(1.) This is a petition by the judgment-debtor. The facts are that in execution of a money decree of 1930 the petitioner's property now in suit was sold in auction on 26 January 1931 and purchased by opposite party No. 6. Thereafter on 16 March 1932 the petitioner filed an application under Order 21, Rule 90, Civil P. C, to set aside the sale. Meantime opposite parties Nos. 1 to 4 who are co-sharer landlords in respect of the property applied under Section 26-F, Ben. Ten. Act, for pre-emption. While that petition of pre-emption was pending on 23 May 1932, the decree-holder the auction purchaser and the judgment-debtor together filed a petition of compromise by which they agreed that the sale should be set aside. The Court passed the following order: The petition of compromise filed by both parties be kept on the record and put upon the date fixed for necessary orders.

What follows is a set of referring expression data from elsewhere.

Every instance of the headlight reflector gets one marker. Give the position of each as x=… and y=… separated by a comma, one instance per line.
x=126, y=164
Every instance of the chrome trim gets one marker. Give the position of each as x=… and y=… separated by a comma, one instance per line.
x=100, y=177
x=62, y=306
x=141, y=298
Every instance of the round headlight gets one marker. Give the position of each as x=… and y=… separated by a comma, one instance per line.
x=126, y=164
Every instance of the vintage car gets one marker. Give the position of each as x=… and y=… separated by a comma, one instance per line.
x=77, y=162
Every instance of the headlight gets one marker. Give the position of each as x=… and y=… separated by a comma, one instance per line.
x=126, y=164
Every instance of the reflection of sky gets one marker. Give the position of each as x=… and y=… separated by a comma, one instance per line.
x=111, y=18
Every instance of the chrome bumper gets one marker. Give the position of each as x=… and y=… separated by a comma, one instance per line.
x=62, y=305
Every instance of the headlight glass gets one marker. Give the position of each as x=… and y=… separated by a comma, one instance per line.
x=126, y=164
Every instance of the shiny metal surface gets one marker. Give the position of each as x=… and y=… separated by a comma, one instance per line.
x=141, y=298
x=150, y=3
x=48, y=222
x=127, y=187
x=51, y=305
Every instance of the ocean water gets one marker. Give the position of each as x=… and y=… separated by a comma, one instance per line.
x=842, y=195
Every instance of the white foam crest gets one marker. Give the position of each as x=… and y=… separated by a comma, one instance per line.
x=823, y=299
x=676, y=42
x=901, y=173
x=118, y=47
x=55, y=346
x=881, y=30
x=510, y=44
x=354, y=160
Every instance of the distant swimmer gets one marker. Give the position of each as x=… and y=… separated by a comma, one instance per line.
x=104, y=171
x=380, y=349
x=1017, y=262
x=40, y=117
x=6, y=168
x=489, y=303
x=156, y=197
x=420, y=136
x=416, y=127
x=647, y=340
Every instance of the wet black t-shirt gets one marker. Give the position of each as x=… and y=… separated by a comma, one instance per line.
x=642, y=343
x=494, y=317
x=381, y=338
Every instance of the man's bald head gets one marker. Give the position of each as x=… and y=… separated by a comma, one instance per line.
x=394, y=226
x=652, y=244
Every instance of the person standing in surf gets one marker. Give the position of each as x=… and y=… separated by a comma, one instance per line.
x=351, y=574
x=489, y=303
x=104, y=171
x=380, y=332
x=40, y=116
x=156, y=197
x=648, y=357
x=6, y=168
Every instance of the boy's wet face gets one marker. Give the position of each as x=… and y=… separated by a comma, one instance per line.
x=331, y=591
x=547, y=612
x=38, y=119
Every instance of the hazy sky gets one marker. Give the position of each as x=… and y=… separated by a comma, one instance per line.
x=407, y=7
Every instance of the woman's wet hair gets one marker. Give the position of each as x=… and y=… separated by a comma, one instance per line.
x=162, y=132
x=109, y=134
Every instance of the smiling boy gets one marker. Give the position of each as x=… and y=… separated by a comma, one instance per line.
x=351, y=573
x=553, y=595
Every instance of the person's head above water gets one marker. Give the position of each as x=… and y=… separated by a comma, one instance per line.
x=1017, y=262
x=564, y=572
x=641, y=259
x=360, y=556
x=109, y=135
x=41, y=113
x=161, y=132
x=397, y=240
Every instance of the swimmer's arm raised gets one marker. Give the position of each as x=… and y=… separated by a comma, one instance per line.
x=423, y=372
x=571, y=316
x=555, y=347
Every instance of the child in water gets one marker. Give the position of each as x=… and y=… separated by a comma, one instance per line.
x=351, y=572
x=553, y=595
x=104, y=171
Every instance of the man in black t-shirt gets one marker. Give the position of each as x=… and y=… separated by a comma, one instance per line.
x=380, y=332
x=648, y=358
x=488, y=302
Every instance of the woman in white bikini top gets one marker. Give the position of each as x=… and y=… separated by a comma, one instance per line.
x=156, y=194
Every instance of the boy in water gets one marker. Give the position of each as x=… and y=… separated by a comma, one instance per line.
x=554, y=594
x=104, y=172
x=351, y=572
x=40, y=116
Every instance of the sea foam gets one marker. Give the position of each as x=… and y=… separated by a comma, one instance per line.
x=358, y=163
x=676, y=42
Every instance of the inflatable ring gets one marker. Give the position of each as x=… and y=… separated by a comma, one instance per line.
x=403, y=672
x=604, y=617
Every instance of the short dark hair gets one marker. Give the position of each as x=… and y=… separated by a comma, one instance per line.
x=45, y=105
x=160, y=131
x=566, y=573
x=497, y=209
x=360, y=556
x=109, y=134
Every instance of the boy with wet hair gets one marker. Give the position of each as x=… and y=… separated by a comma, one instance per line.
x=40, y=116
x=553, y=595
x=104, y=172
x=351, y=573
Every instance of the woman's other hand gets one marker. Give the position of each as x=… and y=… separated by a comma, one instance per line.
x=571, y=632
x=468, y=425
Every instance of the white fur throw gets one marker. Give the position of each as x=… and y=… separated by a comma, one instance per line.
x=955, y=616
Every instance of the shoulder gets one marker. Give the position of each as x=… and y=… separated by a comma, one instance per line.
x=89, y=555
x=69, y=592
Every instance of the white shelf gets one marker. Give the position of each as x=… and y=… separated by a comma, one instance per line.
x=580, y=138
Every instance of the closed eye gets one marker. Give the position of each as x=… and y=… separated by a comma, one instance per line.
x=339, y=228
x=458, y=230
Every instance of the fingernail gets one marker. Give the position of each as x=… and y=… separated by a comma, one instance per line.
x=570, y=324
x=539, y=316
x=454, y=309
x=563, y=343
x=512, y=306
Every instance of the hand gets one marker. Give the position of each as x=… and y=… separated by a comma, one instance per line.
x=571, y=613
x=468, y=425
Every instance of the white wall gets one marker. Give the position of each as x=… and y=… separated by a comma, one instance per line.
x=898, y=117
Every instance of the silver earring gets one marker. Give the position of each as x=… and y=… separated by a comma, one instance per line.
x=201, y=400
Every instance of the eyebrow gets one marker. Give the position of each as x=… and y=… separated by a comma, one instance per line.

Thereafter on the prayer of the opposite parties they were made parties to the sale set aside case and the matter was contested between the judgment-debtor and them.
(2.) In the result the Munsif found on the (evidence that the sale had been brought about by the fraudulent suppression of the sale process and thereby the judgment-debtor had suffered substantial loss. He set aside the sale. In appeal the learned Subordinate Judge has come to the conclusion that the petition of the judgment-debtor was barred by limitation. In that view he has reversed the finding of the Munsif and confirmed the sale. In this Court it is urged by the learned Advocate for the petitioner that the learned Subordinate Judge committed an error in his finding on limitation by relying upon a statement of a witness in the cross-examination which was made to him in a puzzle. I am of opinion that the finding of fact of the Court of appeal below is not liable to be set aside by this Court in revision.
(3.) It was strenuously contended that as the decree-holder and the auction-purchaser agreed with the judgment-debtor to set aside the sale the Court had no jurisdiction to allow the landlords to be made parties in order to contest the petitioner's application to set aside the sale. The Munsif held that the landlords having received notice of the transfer and having filed the petition under Section 26-F, Ben. Ten. Act for pre-emption had an interest in the matter and under Order 1, Rule 10, Civil P. C, it cannot be said that his action was illegal. The matter was not argued in the Court of appeal below at all. An unreported case decided by Sir C. C. Ghose, J., on 3 September 1931 has been quoted in support of the contention that the landlords had no jurisdiction to oppose the petition to set aside the sale. I have perused that judgment. In that case the sale was actually set aside by the Munsif and thereafter he refused to consider the petition of the landlords for pre-emption. In the present case the sale was not set aside by the Munsif. He kept the petition pending and heard the opposition of the landlord. There is, in my opinion, no error of law or procedure in this matter. In the result the Rule is discharged with costs?hearing fee is assessed at one gold mohur.